The Connecticut towns raised a militia commanded by Captain John Mason consisting of 90 men, plus 70 Mohegan under sachems Uncas and Wequash. Twenty more men under Captain John Underhill joined him at Fort Saybrook.
The Pequot sachem Sassacus, meanwhile, gathered a few hundred warriors and set out to make another raid on Hartford, Connecticut.

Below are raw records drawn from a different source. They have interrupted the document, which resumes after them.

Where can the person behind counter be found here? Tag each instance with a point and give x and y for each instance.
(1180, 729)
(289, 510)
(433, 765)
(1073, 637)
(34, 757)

At the same time, Captain Mason recruited more than 200 Narragansett and Niantic warriors to join his attack force. On the night of May 26, 1637, the forces of English and Native American attackers arrived outside the palisade-surrounded Pequot village near the Mystic River, which had only two entrances/exits. The English attempted to attack the villagers by surprise, yet met with stiff Pequot resistance. Mason gave the order to set the village on fire and block off the exits. The Pequot were trapped inside. Those who tried climbing over the palisade were shot; anyone who succeeded in getting over was killed by the Narrangasett forces.[2]:190–93
Estimates of dead Pequot range from 400 to 700, mostly women and children and old men, as the warriors were out on a raiding party. On top of their being weakened from disease, the massacre practically broke the Pequots, who fled and were hunted down. Sassacus and many of his followers were surrounded in a swamp near a Mattabesic village called Sasqua. In the following battle, Sassacus and about 80 others managed to escape. Nearly 180 warriors were killed, wounded, or captured. Sassacus was eventually killed by the Mohawk, who sent his scalp to the English as a symbol of friendship.[2]:196
The war ended with the signing of the Treaty of Hartford on September 21, 1638. The English sold captured Pequot as slaves or servants and took their lands. The Pequot numbers were so diminished that they ceased to be a tribe in most senses. The treaty even mandated that the remaining Pequot were to be absorbed into the Mohegan and Narragansett tribes, nor were they even allowed to refer to themselves as Pequot.[2]:196 In the later 20th century, Pequot descendants revived the tribe, achieving federal recognition and settlement of some land claims.
The massacre was featured in the History Channel series 10 Days that Unexpectedly Changed America.